我一直在尝试使用用户定义的函数对数据集进行变异，该函数包括对 `str_locate` 和 `str_sub` 的调用。目标是在字符串中找到然后提取包含在字符串中的3个数字序列中的第一个数字，然后将此数字（作为 `character`）添加到名为 Hundreds 的新列中。
例如：
- 对于字符串 '821'：将字符串 '8' 添加到 `Hundreds`。
- 对于字符串 'Af823.22'，将字符串 '8' 添加到 `Hundreds`。
这是我的函数：

get_hundred <- function(s) {
  match_pos <- str_locate(s, "[0-9]{3}")
  return(str_sub(s, match_pos[1], match_pos[1]))
}

我的数据的前20行如下：

df1 <- structure(list(call.number = c("372.35044 L4383", "344.049 C235", 
"344.410415 DIM", "346.944043 NEI", "808.0667 B2616", "363.6909945 CAST", 
"ABS 2015.0", "371.38 MACK", "372.1102 PRAW", "A823.3 WRIG/T", 
"havmf test", "[DENTISTRY] CROW", "[DENTISTRY] JAWS", "[DENTISTRY] LOWE", 
"[DENTISTRY] MOLA", "[DENTISTRY] SERI", "[DENTISTRY] SKUL", "[DENTISTRY] TEET", 
"[HEALTH]ANKL", "[HEALTH]FOOT"), num.items = c(1, 1, 1, 1, 1, 
1, 1, 1, 1, 1, 1, 1, 1, 1, 1, 1, 1, 1, 1, 2)), row.names = c(NA, 
-20L), class = c("tbl_df", "tbl", "data.frame"))

## 数据过滤
实际上，我只是在大量 `call.number` 中寻找特定形式的字符串。

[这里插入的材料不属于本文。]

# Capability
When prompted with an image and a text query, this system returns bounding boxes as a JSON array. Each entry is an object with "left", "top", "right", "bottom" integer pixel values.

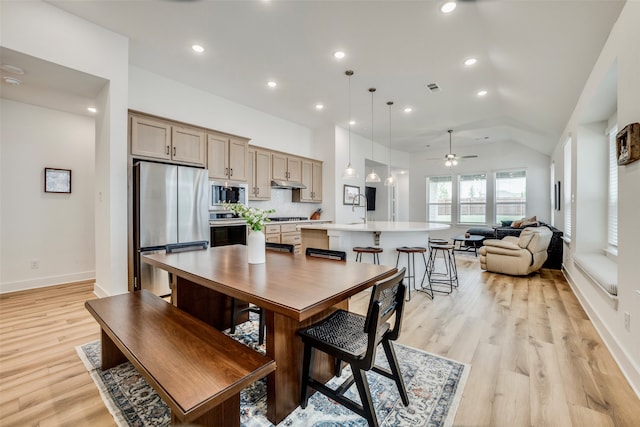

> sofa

[
  {"left": 480, "top": 226, "right": 553, "bottom": 276},
  {"left": 467, "top": 221, "right": 564, "bottom": 270}
]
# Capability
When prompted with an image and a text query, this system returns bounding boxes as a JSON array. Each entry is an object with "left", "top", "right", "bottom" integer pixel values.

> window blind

[
  {"left": 427, "top": 176, "right": 453, "bottom": 223},
  {"left": 562, "top": 138, "right": 571, "bottom": 239},
  {"left": 607, "top": 127, "right": 618, "bottom": 248}
]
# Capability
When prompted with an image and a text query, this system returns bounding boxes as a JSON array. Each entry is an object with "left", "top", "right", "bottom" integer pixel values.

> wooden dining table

[{"left": 142, "top": 245, "right": 397, "bottom": 424}]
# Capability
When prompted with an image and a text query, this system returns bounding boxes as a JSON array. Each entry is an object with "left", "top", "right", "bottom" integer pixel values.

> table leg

[
  {"left": 265, "top": 300, "right": 349, "bottom": 424},
  {"left": 100, "top": 329, "right": 127, "bottom": 371}
]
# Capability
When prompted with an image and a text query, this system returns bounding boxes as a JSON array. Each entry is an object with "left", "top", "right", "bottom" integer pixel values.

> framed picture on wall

[
  {"left": 342, "top": 184, "right": 360, "bottom": 205},
  {"left": 44, "top": 168, "right": 71, "bottom": 193}
]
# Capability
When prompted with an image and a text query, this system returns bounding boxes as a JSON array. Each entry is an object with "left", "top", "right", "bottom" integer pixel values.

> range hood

[{"left": 271, "top": 179, "right": 307, "bottom": 190}]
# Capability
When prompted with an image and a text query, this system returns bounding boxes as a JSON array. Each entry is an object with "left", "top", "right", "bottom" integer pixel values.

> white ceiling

[
  {"left": 3, "top": 0, "right": 624, "bottom": 154},
  {"left": 0, "top": 46, "right": 107, "bottom": 116}
]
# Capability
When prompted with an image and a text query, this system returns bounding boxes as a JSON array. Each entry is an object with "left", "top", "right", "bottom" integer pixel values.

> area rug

[{"left": 76, "top": 319, "right": 471, "bottom": 427}]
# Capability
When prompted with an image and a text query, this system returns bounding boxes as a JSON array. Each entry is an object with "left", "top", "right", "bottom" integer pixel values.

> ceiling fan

[{"left": 428, "top": 129, "right": 478, "bottom": 167}]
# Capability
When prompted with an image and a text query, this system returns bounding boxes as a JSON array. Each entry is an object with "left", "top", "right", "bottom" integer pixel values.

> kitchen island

[{"left": 298, "top": 221, "right": 450, "bottom": 281}]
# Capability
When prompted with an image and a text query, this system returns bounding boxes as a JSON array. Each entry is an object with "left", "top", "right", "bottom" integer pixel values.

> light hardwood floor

[{"left": 0, "top": 256, "right": 640, "bottom": 427}]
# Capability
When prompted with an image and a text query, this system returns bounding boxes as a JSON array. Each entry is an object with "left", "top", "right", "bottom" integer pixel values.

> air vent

[{"left": 427, "top": 83, "right": 440, "bottom": 93}]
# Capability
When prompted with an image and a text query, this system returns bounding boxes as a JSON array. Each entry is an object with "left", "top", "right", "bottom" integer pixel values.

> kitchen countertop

[
  {"left": 298, "top": 221, "right": 450, "bottom": 232},
  {"left": 209, "top": 218, "right": 331, "bottom": 227}
]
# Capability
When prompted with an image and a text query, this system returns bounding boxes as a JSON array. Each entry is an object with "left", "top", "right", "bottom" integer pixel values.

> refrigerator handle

[{"left": 166, "top": 240, "right": 209, "bottom": 254}]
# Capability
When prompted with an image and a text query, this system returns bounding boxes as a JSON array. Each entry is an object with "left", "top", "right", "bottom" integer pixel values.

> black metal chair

[
  {"left": 305, "top": 248, "right": 347, "bottom": 261},
  {"left": 298, "top": 268, "right": 409, "bottom": 426},
  {"left": 230, "top": 242, "right": 294, "bottom": 344}
]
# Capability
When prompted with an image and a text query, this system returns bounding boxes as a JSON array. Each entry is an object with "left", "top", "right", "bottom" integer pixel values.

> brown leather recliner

[{"left": 480, "top": 227, "right": 553, "bottom": 276}]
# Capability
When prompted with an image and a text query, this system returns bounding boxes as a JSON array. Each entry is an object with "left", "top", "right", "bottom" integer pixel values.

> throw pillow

[{"left": 518, "top": 230, "right": 533, "bottom": 249}]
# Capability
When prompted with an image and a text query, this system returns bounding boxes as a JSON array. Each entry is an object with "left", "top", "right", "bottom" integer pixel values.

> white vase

[{"left": 247, "top": 230, "right": 265, "bottom": 264}]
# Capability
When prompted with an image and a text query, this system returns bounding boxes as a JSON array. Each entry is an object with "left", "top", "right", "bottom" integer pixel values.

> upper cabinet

[
  {"left": 249, "top": 147, "right": 271, "bottom": 200},
  {"left": 130, "top": 114, "right": 206, "bottom": 166},
  {"left": 271, "top": 153, "right": 302, "bottom": 182},
  {"left": 291, "top": 159, "right": 322, "bottom": 203},
  {"left": 207, "top": 133, "right": 249, "bottom": 182}
]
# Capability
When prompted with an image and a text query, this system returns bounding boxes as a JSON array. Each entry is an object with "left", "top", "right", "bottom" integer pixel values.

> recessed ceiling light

[
  {"left": 0, "top": 64, "right": 24, "bottom": 75},
  {"left": 2, "top": 77, "right": 22, "bottom": 86},
  {"left": 440, "top": 1, "right": 457, "bottom": 13}
]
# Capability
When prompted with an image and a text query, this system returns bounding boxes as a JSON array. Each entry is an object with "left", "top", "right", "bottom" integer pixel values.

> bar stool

[
  {"left": 427, "top": 243, "right": 458, "bottom": 294},
  {"left": 396, "top": 246, "right": 433, "bottom": 301},
  {"left": 353, "top": 246, "right": 382, "bottom": 264},
  {"left": 428, "top": 237, "right": 449, "bottom": 268}
]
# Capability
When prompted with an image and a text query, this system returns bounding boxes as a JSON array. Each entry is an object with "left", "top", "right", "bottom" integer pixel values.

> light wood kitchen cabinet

[
  {"left": 280, "top": 224, "right": 302, "bottom": 254},
  {"left": 248, "top": 147, "right": 277, "bottom": 201},
  {"left": 207, "top": 133, "right": 249, "bottom": 182},
  {"left": 264, "top": 224, "right": 280, "bottom": 243},
  {"left": 271, "top": 153, "right": 302, "bottom": 182},
  {"left": 291, "top": 160, "right": 322, "bottom": 203},
  {"left": 130, "top": 115, "right": 206, "bottom": 166},
  {"left": 171, "top": 126, "right": 206, "bottom": 166}
]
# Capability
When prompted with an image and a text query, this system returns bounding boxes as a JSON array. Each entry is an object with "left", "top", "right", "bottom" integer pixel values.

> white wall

[
  {"left": 129, "top": 66, "right": 316, "bottom": 160},
  {"left": 553, "top": 2, "right": 640, "bottom": 396},
  {"left": 0, "top": 99, "right": 95, "bottom": 293},
  {"left": 0, "top": 1, "right": 129, "bottom": 295},
  {"left": 409, "top": 142, "right": 551, "bottom": 237},
  {"left": 333, "top": 126, "right": 410, "bottom": 224}
]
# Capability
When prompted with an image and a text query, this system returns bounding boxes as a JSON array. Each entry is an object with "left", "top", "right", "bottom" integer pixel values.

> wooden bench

[{"left": 85, "top": 291, "right": 276, "bottom": 427}]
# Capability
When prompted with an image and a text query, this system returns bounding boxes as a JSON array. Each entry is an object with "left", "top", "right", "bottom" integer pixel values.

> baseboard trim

[
  {"left": 0, "top": 271, "right": 96, "bottom": 294},
  {"left": 562, "top": 266, "right": 640, "bottom": 399}
]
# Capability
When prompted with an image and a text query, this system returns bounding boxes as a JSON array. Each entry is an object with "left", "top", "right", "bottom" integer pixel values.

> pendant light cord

[
  {"left": 369, "top": 87, "right": 376, "bottom": 161},
  {"left": 345, "top": 70, "right": 353, "bottom": 165}
]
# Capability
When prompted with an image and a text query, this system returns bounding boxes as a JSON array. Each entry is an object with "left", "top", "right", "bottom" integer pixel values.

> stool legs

[
  {"left": 396, "top": 250, "right": 433, "bottom": 301},
  {"left": 427, "top": 245, "right": 458, "bottom": 294}
]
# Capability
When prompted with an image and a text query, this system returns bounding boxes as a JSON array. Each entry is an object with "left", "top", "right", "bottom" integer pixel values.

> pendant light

[
  {"left": 342, "top": 70, "right": 359, "bottom": 179},
  {"left": 384, "top": 101, "right": 396, "bottom": 187},
  {"left": 444, "top": 129, "right": 458, "bottom": 168},
  {"left": 364, "top": 87, "right": 380, "bottom": 182}
]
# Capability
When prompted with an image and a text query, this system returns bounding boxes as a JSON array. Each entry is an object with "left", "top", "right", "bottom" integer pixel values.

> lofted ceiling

[{"left": 1, "top": 0, "right": 624, "bottom": 154}]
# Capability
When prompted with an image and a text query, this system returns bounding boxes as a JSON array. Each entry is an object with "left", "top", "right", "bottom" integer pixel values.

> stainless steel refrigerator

[{"left": 134, "top": 161, "right": 210, "bottom": 296}]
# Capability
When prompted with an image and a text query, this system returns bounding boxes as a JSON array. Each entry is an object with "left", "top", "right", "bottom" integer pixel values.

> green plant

[{"left": 222, "top": 203, "right": 276, "bottom": 231}]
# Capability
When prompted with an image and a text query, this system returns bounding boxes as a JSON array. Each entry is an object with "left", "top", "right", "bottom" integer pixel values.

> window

[
  {"left": 562, "top": 138, "right": 571, "bottom": 239},
  {"left": 427, "top": 176, "right": 453, "bottom": 223},
  {"left": 458, "top": 173, "right": 487, "bottom": 224},
  {"left": 607, "top": 126, "right": 618, "bottom": 252},
  {"left": 496, "top": 171, "right": 527, "bottom": 224}
]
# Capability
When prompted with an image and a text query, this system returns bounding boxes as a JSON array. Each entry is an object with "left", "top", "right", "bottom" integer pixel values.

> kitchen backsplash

[{"left": 249, "top": 188, "right": 322, "bottom": 217}]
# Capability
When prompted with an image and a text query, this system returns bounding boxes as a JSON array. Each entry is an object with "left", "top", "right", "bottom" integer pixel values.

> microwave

[{"left": 209, "top": 181, "right": 249, "bottom": 211}]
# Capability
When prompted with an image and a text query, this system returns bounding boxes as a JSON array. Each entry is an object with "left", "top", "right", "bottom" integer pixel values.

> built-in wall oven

[
  {"left": 209, "top": 181, "right": 249, "bottom": 212},
  {"left": 209, "top": 220, "right": 247, "bottom": 246}
]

我相信下面的 `str_detect` 正在检测我想要的字符串形式。

df2 <- df1 %>%
  filter(str_detect(call.number, "^[A-Z]?[A-Z|a-z]?[0-9]{3}.*"))

## 我做错了什么？
现在我这样做：

df2 %>%
  mutate(Hundreds = get_hundred(call.number))

然而，这样做会在第9行的 `Hundreds` 列中放入一个 'A'，而我希望看到 '8'。然而，如果我在 "A823.3 WRIG/T"（"等效字符串"）上调用 `get_hundred`，该函数确实返回 '8'。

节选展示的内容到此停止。